GFI assesses potential borrowers from three perspectives. The first is compliance, which looks at the individual’s integrity. Secondly, for business loans, it looks at traits like grit and perseverance of the entrepreneur. Thirdly, it looks at an individual’s personality in relation to spending habits, savings and self-discipline. In addition, GFI also tests the individual’s financial literacy.
The test takes less than seven minutes to complete and can be done in front of the loan officer or remotely, in which case a type of facial recognition technology will be used to verify the identity of the applicant. Hundreds of data points will be collected from the assessment.
“We don’t just look at the answers that they give but we also look at the thought process [behind it]. We designed the questions in such a way that it will tell us how [these persons make] their decisions and the way they answer questions. We use machine learning to detect the patterns of answering.
“[Based on the test results] we have identified the behavioural patterns of people who won’t miss any payments and that of those who miss payments for a few months but may get back on the payment schedule after a few months. We provide a very detailed report of each potential borrower, which describes the person’s characteristics.” says Haniza.
For example, the time applicants take to respond to the questions is analysed to determine if he or she had read the questions properly before answering. This reveals certain behavioural characteristics of an individual.

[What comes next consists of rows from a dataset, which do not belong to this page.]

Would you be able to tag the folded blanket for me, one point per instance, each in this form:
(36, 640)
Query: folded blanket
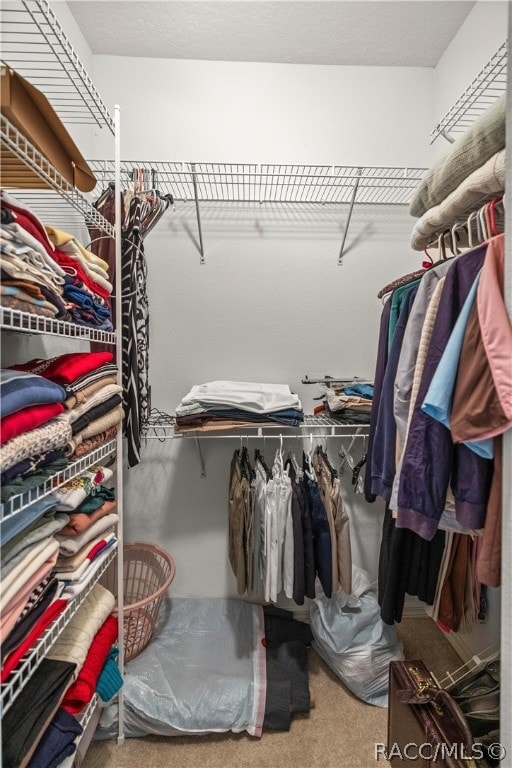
(24, 587)
(52, 612)
(33, 477)
(52, 435)
(33, 559)
(69, 545)
(482, 140)
(110, 419)
(92, 443)
(78, 522)
(98, 411)
(75, 640)
(60, 239)
(485, 182)
(76, 587)
(20, 390)
(77, 490)
(33, 464)
(65, 369)
(26, 419)
(101, 395)
(83, 395)
(82, 690)
(13, 525)
(20, 305)
(30, 714)
(72, 562)
(26, 546)
(110, 680)
(57, 742)
(28, 619)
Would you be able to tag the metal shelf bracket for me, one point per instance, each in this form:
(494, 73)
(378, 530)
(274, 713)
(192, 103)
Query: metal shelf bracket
(352, 201)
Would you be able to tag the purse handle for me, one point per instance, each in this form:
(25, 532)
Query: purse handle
(432, 694)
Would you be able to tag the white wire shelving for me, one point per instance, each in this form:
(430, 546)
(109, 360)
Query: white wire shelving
(160, 426)
(488, 85)
(36, 163)
(17, 504)
(14, 320)
(35, 45)
(269, 184)
(30, 662)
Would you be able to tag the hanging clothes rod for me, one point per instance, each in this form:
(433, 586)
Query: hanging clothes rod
(258, 436)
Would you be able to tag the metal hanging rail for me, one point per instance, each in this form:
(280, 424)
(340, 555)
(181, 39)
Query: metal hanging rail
(487, 86)
(35, 45)
(266, 183)
(15, 320)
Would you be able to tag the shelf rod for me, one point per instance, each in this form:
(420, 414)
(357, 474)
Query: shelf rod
(201, 457)
(198, 214)
(354, 193)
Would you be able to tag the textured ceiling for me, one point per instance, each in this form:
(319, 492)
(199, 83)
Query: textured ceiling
(353, 32)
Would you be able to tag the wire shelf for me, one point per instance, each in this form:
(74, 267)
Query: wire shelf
(160, 426)
(36, 162)
(488, 85)
(17, 504)
(30, 662)
(14, 320)
(235, 182)
(35, 45)
(84, 717)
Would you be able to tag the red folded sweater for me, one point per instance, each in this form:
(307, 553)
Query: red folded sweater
(64, 369)
(26, 419)
(82, 690)
(48, 617)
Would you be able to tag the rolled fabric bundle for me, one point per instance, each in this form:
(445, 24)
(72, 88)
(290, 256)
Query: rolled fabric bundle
(69, 545)
(74, 642)
(82, 690)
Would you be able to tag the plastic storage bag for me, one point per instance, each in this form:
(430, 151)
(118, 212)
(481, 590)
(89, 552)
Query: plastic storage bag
(352, 639)
(203, 671)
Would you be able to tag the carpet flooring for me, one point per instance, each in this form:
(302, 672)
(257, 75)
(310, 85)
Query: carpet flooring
(339, 732)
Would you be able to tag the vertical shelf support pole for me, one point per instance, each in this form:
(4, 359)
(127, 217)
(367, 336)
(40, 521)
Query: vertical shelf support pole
(119, 458)
(353, 200)
(201, 457)
(198, 214)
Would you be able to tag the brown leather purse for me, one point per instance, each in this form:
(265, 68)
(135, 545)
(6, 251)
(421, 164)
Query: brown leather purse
(426, 727)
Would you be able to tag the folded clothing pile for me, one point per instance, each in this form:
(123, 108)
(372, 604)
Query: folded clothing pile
(230, 404)
(471, 172)
(92, 399)
(39, 729)
(48, 272)
(350, 404)
(85, 536)
(48, 557)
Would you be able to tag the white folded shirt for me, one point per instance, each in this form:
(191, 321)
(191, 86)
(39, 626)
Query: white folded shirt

Earlier this year, GFI also started collecting smartphone metadata in collaboration with a telecommunications company. It will collect information such as the type of apps in the phone, and how quickly one responds to messages or missed calls. This project is currently at the research stage.
“Two commercial banks and a P2P lender in Malaysia are already using GFI. We are currently working with another three commercial banks and a retail lender to integrate GFI into their business processes. We plan to keep expanding our customer base and enhance our technology. We are also exploring partnerships to expand to regional markets and beyond,” says Haniza.